Nathan Caplan dari Universitas Michigan, Amerika, melalui teorinya two communities theory pada tahun 1979, menggambarkan ilmuwan dan politikus sebagai dua komunitas berbeda yang seringkali hidup dalam dunia yang tidak saling bertemu.
Dalam artikelnya berjudul The Two Communities Theory and Knowledge Utilization yang terbit di jurnal American Behavioral Scientist, Caplan menyebutkan bahwa ilmuwan dan politikus berbeda dalam nilai, tujuan, alat bantu, konflik, penghargaan, dan bahasa.
Perbedaan ini menyebabkan mereka mendefinisikan masalah dan solusi dengan cara yang berbeda pula, sehingga membuka peluang prasangka dan kepercayaan diri berlebih dari masing-masing pihak.
Caplan menekankan pentingnya hubungan personal berbasis kepercayaan dan empati sebagai jembatan antara kedua dunia tersebut.
Pilar Filsafat Sains dan Ruang Pertemuan dengan Politik
Penulis artikel ini menjelaskan bahwa relasi antara sains dan politik dapat dianalisis secara filosofis melalui pemahaman terhadap ruang perbedaan dan ruang irisan antara keduanya.
Ilmuwan yang dimaksud mencakup peneliti, akademisi ilmu alam dan sosial, serta perekayasa di bidang riset, inovasi, dan teknologi.
Sementara itu, politikus dalam konteks ini mencakup politisi partai, pembuat kebijakan, serta pelaksana di eksekutif, legislatif, dan yudikatif.
Secara filosofis, sains berdiri di atas tiga pilar utama: ontologi (hakikat realitas), epistemologi (cara memperoleh pengetahuan), dan aksiologi (tujuan dan nilai penggunaan ilmu).
Ilmuwan membutuhkan kemerdekaan dalam ontologi dan epistemologi karena mereka memahami objek kajian dan metodologinya lebih dalam.
Namun pada pilar aksiologi, keterlibatan politikus menjadi tak terhindarkan karena hasil riset ilmiah digunakan sebagai dasar penyusunan kebijakan publik.

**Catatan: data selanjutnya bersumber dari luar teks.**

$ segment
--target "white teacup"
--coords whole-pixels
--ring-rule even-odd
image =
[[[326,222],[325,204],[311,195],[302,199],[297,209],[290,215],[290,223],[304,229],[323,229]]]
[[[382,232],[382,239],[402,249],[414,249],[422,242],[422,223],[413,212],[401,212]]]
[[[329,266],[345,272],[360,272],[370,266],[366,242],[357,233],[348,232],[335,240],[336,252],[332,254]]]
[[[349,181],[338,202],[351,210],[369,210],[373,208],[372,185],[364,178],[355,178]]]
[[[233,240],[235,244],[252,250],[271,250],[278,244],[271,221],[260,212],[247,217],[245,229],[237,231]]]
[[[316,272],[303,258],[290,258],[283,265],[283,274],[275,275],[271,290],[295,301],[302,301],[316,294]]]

Di titik inilah terjadi pertemuan antara sains dan politik: dalam proses pemanfaatan ilmu pengetahuan untuk kepentingan publik.
Kolaborasi Sains dan Politik untuk Kebijakan Berbasis Bukti
Kolaborasi antara sains dan politik telah menghasilkan terobosan besar dalam berbagai bidang, seperti teknologi nuklir, riset kedirgantaraan, energi, klimatologi, pertanian, dan pengelolaan lahan.
Kemajuan sains tidak hanya ditentukan oleh kapasitas riset, tetapi juga membutuhkan dukungan politik berupa arah kebijakan, pendanaan, infrastruktur, dan sistem penerapan hasil riset.
Tanpa dukungan politik, riset berisiko berhenti sebagai publikasi akademis tanpa implementasi nyata.
Penulis memberi contoh dalam bidang pertanian, khususnya riset regeneratif agrikultur berbasis kesehatan tanah, yang membutuhkan komitmen politik agar dapat diterapkan secara luas.
Sebaliknya, politikus memerlukan sains untuk menghasilkan evidence-based policy dengan data akurat, analisis ilmiah, dan rekomendasi kebijakan yang rasional.
Dalam era disrupsi informasi dan kebijakan populis, sains berfungsi sebagai pagar agar keputusan negara tetap rasional dan berbasis bukti.
Contoh kolaborasi nyata terlihat saat pandemi, ketika data epidemiologi, model matematika, dan riset vaksin menjadi dasar pengambilan kebijakan nasional.
Namun hubungan ini juga menyimpan potensi konflik, terutama saat hasil riset menyentuh kepentingan politik tertentu.
Contohnya, riset perubahan iklim yang mendorong kebijakan pengurangan energi fosil sering berhadapan dengan lobi industri dan kepentingan ekonomi.
Karena itu, diperlukan komunikasi sains yang efektif agar hasil riset tidak disalahartikan atau disalahgunakan.
Hubungan antara sains dan politik juga harus dijaga dengan etika: ilmuwan harus menjaga integritas data, sedangkan politikus harus memberi ruang bagi kebenaran ilmiah meski tidak selalu menguntungkan secara politik.
Dengan demikian, meskipun berasal dari dunia berbeda, ilmuwan dan politikus dapat bekerja sama dalam ranah aksiologi untuk membangun bangsa.
Kolaborasi ini akan berjalan baik jika kedua pihak saling memahami peran, menghormati batas, dan membangun komunikasi yang jujur dan transparan.
Sains dan politik bukan untuk saling mengendalikan, melainkan saling menguatkan demi kesejahteraan masyarakat.